Channeling their inner Michael Corleone—making an offer these hospitals can’t refuse—the legislators are demanding that hospitals impose price controls on themselves, otherwise they will do it for them. Price controls imppose large costs that reduce quality and availability of health care.
The legislators raise an important point. Hospital prices are expensive, and it is difficult to justify Indiana hospital prices that are 50% more expensive than the already inflated national average. However, the disincentives created by the growing government share of spending coupled with the broken health insurance system are driving the problem. Price controls do not eliminate these disincentives.
Consider that government spending through programs like Medicare, Medicaid and the Veterans Administration account for nearly 51 cents of every health care dollar spent, according to the Centers for Medicare and Medicaid Services.

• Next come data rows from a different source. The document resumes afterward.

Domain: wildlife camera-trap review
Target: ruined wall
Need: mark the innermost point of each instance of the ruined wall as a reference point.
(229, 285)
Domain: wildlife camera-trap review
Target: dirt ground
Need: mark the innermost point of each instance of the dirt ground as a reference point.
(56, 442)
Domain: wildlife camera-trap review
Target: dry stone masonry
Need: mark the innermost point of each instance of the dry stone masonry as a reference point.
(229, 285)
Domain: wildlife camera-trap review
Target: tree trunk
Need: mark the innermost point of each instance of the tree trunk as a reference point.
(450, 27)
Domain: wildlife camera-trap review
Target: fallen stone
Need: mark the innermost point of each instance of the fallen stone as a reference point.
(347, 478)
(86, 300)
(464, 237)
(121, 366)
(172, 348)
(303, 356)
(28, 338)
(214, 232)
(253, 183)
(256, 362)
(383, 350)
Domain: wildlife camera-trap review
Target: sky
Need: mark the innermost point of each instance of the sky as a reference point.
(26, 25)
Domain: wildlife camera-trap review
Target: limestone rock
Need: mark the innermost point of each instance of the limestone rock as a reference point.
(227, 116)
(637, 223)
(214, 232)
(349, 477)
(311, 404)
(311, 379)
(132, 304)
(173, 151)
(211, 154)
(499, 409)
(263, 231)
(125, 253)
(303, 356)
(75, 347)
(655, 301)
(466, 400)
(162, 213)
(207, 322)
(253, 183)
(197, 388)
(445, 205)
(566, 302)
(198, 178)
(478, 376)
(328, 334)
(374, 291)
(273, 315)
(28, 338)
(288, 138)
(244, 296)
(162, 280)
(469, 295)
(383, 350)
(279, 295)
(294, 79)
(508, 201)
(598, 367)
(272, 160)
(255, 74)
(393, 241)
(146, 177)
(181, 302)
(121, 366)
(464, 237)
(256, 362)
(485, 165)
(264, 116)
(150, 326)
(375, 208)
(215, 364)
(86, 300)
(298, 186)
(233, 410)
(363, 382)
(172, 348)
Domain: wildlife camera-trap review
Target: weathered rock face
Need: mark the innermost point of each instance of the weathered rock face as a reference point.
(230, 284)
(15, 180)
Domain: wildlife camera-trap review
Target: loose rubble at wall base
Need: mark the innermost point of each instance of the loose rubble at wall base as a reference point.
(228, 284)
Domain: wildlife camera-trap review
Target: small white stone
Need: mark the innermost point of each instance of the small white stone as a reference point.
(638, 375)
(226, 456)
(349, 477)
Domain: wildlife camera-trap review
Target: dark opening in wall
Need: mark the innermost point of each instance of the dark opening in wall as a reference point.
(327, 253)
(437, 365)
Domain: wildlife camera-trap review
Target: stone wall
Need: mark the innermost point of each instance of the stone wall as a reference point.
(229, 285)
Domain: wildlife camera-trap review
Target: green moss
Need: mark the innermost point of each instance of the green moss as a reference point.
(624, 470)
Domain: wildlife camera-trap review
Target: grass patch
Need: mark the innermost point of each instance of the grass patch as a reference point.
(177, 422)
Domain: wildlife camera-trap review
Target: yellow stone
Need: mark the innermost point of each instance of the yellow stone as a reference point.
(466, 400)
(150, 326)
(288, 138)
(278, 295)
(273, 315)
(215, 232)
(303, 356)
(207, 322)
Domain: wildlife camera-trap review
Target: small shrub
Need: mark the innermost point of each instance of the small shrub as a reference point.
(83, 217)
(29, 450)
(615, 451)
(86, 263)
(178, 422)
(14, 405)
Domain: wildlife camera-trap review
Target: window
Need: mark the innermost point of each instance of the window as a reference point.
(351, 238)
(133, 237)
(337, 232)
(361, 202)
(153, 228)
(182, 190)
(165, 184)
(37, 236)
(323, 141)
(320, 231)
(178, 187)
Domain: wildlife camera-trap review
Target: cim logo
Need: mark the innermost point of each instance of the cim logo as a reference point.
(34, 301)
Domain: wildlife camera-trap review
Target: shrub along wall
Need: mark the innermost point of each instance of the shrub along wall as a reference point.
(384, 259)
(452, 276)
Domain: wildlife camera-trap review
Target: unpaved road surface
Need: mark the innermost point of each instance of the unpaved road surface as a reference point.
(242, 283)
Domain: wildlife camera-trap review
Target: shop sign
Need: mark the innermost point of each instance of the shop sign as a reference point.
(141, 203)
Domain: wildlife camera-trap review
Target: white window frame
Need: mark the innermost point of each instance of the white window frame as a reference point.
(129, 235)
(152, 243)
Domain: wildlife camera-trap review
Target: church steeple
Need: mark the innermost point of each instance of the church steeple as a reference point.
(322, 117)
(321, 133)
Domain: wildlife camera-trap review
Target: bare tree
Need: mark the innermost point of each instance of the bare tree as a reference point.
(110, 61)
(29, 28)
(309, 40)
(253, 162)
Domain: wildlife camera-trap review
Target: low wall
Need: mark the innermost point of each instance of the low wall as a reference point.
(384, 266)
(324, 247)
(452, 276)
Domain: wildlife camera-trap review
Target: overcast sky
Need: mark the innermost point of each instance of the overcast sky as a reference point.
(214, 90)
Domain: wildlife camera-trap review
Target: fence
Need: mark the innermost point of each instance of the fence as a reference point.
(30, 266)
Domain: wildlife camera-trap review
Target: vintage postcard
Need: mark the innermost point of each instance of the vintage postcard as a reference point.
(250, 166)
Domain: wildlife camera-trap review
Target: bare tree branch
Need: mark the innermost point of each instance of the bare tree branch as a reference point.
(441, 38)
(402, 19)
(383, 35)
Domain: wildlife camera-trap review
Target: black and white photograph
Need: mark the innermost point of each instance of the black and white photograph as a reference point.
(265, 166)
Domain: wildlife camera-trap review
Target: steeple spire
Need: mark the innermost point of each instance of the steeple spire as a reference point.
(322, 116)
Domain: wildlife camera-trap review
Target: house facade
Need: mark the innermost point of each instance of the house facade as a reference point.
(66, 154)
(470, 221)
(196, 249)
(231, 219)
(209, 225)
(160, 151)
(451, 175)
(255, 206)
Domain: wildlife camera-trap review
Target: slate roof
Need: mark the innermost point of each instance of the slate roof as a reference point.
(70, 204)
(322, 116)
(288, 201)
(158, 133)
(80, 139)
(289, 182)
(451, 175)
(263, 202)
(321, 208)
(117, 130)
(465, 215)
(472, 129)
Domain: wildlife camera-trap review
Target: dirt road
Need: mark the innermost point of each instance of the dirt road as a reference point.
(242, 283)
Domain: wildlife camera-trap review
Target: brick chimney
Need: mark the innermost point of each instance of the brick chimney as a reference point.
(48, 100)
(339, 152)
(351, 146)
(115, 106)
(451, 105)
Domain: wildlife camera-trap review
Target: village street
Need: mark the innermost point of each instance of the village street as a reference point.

As a Medical Group Management Association poll shows, “more than two-thirds (67%) of medical practices” report that Medicare’s reimbursement rates do not cover the cost of delivering care. To offset the losses, practices increase prices to shift the costs onto private insurers.
The shortfalls are significant. Medicare pays 84 cents per dollar of actual expenditures and Medicaid pays 88 cents on the dollar, according to the American Hospital Association. Hospitals must consequently charge private insurers $1.14 on the dollar just to break even.
Private insurance practices that encourage opaque prices and diminish patient control over their own health care decisions only worsen the situation. Without transparent prices and empowered patients, we can’t control inflating hospital prices.
Given that hospitals earn a 6.5% profit margin compared to an economy average of about 15%, it is exceedingly likely that, in response to price controls, we could see hospitals cut staff and services or even close.
Reduced access to lower-quality health care services imposes significant costs on patients that include worse health outcomes. The reality is that price controls substitute one bad outcome—inefficient prices—for a worse outcome—reduced health care outcomes.
Establishing affordable health care prices and promoting better health outcomes requires reforms that remove the systemic inefficiencies driving the cost problems. Reforms should eliminate the government’s adverse impacts on hospitals, promote pricing transparency for patients, and reform the health insurance system to empower patients and doctors rather than payers.
Imposing voluntary price controls in lieu of government price controls does not address the problems afflicting the health care system. Improving health care affordability while increasing the quality of health care we receive is possible but requires fundamentally reforming the ineffective health insurance system.•
Winegarden is director of the Center for Medical Economics and Innovation at the Pacific Research Institute.